A discrete choice experiment was conducted to generate choice data that was analyzed using a mixed multinomial logit statistical model.
Important factors that were associated with vaccination acceptance in older adults are high mortality risk of the infectious disease, high susceptibility of getting the infectious disease, and high vaccine effectiveness. Age, influenza vaccination in 2013 and self-perceived health score were identified as personal factors that affect vaccine preference. Potential vaccination rates of older adults were estimated at 68.1% for pneumococcal vaccination, 58.1% for herpes zoster vaccination, 53.9% for pertussis vaccination and 54.3% for influenza vaccination. For persons aged 50–65, potential vaccination rates were estimated at 58.1% for pneumococcal vaccination, 49.5% for herpes zoster vaccination, 43.9% for pertussis vaccination and 42.2% for influenza vaccination.

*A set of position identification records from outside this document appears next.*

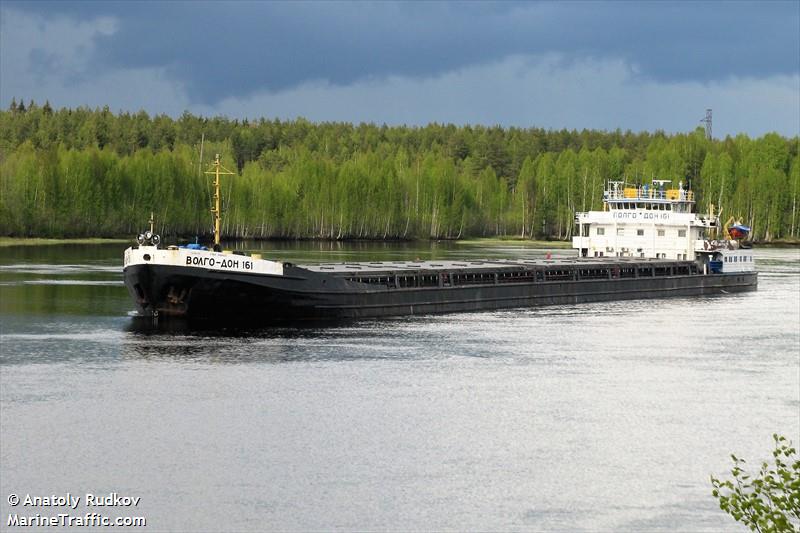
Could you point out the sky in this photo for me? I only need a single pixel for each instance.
(642, 66)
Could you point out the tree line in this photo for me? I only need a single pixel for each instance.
(90, 172)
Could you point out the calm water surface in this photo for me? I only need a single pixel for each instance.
(596, 417)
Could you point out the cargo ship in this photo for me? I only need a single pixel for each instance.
(647, 242)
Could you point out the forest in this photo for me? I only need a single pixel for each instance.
(92, 173)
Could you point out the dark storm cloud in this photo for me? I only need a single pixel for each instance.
(222, 49)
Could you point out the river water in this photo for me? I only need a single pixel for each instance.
(597, 417)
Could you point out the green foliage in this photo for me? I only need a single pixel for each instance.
(82, 172)
(768, 501)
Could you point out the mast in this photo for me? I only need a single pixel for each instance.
(218, 170)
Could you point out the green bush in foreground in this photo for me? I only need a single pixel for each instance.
(768, 501)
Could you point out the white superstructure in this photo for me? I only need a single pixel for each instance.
(656, 221)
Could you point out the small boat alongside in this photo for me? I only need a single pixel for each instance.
(646, 243)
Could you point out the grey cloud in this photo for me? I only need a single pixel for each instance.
(218, 50)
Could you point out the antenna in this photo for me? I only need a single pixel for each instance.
(218, 169)
(707, 122)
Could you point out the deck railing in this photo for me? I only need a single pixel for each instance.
(646, 193)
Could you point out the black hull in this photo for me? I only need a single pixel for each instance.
(304, 295)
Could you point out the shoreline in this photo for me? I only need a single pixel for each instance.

For persons aged 65 and older, these were respectively 76.2%, 67.5%, 57.5% and 65.5%.
Our results suggest that older adults are most likely to accept pneumococcal vaccination of the four vaccines. Information provision accompanied with the implementation of a new vaccine has to be tailored for the individual and the vaccine it concerns. Special attention is needed to ensure high uptake among persons aged 50–65 years.